Veil, que logró la inhibición de la Iglesia católica a cambio de reconocer la objeción de conciencia (pensaba que un poco más tarde, con una Iglesia más conservadora, habría sido imposible), recibió el apoyo de muchos médicos, amenazas antisemitas de la extrema derecha y críticas muy duras de sus propias filas. Jean-Marie Daillet la acusó de querer resucitar los hornos del nazismo; otro puso una grabación donde se podía escuchar el corazón de un feto; otro la acusó de promover el regreso de la eutanasia. En una entrevista posterior, Veil contaba que algunos de los que se oponían a la despenalización, en una cámara abrumadoramente masculina, obligaban a sus amantes a abortar. El debate en la asamblea fue largo y bronco; el del senado, contrariamente a lo esperado, fue más sencillo.

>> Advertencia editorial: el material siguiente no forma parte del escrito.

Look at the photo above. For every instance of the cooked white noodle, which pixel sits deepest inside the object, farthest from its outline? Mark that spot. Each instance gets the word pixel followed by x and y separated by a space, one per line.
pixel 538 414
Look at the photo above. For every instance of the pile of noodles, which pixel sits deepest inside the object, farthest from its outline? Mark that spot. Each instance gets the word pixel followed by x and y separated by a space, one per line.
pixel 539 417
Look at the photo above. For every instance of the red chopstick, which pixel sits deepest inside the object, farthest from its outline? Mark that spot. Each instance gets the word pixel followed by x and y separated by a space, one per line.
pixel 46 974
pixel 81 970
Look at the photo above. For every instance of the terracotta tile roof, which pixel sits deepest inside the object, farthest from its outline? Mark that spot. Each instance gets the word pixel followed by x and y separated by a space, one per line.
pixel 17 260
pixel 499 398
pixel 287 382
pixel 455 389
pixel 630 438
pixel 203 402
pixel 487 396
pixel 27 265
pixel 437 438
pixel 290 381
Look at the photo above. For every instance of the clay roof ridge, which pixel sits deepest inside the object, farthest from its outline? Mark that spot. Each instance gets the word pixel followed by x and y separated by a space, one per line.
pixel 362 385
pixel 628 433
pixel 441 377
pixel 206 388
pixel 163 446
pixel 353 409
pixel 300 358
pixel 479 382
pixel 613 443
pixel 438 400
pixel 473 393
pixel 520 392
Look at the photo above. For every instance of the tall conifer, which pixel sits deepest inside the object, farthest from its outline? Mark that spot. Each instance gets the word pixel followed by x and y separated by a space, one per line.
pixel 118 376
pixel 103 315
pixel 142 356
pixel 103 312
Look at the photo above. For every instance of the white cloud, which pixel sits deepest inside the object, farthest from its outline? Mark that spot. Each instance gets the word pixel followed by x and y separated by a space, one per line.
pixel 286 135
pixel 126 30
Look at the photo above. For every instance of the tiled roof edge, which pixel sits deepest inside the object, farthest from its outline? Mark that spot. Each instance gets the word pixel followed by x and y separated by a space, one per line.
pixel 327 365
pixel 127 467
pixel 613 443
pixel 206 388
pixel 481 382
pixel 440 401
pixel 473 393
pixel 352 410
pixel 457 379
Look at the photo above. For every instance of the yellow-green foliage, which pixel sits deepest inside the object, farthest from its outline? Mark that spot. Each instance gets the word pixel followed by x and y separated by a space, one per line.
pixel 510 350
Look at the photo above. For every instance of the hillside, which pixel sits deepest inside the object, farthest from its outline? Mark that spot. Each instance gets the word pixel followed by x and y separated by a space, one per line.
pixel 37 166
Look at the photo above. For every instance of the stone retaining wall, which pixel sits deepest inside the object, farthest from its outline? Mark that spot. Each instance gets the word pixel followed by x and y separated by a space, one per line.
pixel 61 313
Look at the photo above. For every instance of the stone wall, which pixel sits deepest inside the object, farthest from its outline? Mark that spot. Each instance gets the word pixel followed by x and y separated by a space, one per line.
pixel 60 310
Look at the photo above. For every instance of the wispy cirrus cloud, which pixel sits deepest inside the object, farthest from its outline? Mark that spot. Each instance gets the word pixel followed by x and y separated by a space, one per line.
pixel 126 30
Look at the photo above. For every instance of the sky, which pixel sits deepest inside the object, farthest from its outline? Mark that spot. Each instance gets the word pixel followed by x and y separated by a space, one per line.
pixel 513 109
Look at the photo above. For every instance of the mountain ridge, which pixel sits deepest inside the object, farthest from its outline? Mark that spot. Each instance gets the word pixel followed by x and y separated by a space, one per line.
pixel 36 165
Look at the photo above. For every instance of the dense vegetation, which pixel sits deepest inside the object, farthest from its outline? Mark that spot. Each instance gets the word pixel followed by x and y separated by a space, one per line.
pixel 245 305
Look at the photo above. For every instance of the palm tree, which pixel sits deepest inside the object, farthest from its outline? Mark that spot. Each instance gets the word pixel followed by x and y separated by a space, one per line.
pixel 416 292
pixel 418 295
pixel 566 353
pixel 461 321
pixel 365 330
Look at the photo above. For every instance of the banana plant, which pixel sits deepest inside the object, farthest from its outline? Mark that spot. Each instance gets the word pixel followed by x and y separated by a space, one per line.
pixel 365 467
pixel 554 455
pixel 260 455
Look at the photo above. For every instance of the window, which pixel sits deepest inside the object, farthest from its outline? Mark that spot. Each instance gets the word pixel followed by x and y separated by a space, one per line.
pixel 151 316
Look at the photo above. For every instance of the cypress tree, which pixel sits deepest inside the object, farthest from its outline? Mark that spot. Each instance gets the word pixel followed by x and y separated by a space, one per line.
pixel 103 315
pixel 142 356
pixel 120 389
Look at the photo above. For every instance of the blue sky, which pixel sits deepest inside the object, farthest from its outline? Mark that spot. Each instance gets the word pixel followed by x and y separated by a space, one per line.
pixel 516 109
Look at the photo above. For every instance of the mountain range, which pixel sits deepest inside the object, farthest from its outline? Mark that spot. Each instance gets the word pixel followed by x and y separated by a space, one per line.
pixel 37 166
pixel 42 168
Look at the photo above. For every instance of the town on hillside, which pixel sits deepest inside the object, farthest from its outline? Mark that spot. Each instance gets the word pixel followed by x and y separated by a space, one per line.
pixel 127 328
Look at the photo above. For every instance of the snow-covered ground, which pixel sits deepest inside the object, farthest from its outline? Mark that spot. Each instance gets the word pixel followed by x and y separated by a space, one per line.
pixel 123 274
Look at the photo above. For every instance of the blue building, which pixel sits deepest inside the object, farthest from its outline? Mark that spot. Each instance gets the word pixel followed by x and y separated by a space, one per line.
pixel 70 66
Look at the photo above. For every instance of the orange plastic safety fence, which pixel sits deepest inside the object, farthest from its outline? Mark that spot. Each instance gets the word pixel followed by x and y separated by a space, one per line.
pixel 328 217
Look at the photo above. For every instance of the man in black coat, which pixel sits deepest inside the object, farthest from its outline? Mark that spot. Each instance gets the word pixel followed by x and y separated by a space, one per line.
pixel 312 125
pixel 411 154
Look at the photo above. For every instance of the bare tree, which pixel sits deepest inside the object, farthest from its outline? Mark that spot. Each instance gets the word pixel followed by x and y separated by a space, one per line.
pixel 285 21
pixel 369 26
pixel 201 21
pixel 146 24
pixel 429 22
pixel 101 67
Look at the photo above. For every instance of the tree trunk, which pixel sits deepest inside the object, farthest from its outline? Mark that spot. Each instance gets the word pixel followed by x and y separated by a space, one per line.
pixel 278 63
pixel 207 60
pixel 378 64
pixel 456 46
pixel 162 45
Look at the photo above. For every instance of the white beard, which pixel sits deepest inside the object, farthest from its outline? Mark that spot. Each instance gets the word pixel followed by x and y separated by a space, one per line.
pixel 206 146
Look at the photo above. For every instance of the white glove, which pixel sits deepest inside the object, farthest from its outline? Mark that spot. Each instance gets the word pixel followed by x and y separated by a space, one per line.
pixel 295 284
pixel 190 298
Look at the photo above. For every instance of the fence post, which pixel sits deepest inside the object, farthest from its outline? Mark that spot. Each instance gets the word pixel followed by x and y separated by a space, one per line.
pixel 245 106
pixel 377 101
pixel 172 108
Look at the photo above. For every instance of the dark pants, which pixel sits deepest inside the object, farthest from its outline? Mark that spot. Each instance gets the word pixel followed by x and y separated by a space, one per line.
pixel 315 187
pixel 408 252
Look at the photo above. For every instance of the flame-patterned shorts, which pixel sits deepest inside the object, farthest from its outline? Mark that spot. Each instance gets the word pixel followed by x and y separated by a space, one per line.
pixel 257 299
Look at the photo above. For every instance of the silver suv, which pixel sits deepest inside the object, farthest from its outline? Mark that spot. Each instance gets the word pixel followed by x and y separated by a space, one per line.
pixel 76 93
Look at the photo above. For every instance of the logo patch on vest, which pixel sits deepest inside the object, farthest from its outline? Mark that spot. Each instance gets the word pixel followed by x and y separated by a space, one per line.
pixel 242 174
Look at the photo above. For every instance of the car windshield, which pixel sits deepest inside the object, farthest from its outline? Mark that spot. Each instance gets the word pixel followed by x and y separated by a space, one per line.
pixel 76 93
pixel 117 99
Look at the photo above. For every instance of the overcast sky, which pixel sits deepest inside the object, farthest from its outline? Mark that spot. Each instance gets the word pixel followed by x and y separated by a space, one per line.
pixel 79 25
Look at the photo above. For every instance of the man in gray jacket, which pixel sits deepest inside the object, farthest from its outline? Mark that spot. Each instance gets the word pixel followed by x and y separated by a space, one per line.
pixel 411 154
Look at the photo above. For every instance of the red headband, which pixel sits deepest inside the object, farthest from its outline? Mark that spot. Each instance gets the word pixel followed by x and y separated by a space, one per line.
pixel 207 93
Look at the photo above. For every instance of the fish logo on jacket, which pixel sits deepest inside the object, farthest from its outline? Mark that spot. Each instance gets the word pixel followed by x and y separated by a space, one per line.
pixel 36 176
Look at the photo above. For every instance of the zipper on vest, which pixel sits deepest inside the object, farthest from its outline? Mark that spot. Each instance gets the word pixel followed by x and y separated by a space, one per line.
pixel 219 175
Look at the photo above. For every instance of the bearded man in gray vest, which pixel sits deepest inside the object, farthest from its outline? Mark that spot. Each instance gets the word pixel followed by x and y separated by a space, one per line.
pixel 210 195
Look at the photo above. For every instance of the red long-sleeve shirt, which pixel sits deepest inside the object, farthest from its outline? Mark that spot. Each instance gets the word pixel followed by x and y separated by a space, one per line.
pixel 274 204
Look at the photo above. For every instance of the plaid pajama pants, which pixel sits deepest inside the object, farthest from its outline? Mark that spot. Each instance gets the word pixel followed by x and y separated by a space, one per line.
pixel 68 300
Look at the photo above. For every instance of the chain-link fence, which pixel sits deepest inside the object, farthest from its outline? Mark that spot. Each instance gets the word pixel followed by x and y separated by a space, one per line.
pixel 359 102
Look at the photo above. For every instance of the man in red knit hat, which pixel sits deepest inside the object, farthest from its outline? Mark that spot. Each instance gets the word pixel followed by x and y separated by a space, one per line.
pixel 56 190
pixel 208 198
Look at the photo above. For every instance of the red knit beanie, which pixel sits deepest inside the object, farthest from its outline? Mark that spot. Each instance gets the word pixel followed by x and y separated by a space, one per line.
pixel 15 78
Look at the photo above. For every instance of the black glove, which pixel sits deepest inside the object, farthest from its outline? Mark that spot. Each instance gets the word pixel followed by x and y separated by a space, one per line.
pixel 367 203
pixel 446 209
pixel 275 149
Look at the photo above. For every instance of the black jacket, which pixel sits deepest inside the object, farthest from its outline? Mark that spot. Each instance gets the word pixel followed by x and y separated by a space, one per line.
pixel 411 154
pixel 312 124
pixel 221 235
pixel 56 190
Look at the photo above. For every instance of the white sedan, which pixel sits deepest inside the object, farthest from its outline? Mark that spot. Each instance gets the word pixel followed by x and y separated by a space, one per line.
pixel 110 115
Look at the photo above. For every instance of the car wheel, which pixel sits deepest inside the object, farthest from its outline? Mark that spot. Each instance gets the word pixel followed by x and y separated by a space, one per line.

Hay muchos otros elementos interesantes en las memorias: su apuesta por Europa y la memoria del Holocausto (fue presidenta de honor de la Fundación de Memoria del Genocidio), su retrato de muchas personalidades de la política francesa (apreciaba a Sarkozy y detestaba a Bayrou) y de algunos de sus mecanismos, su aprecio por la literatura y la música, la descripción de las complicidades, tensiones y tragedias familiares.
Era una mujer centrista que impulsó cambios revolucionarios. Se sentía muy alejada del comunismo, pero en algunas de sus posiciones tendía a la izquierda y discrepaba con su círculo. Admiraba a Raymond Aron y alertó tempranamente del peligro del Frente Nacional. Frente al tópico, defendía algunos aspectos de mayo del 68: “no todo se reducía a delirios izquierdistas”, escribe. Se definía como ciudadana de Europa: aunque no le gustaban muchas cosas de Mitterrand, defendía su europeísmo; creía que haber sometido la Constitución Europea a referéndum había sido un grave error. Nunca se quiso quitar el tatuaje del campo de concentración: uno de sus hijos recordaba lo visible que era en verano, cuando llevaba los brazos desnudos.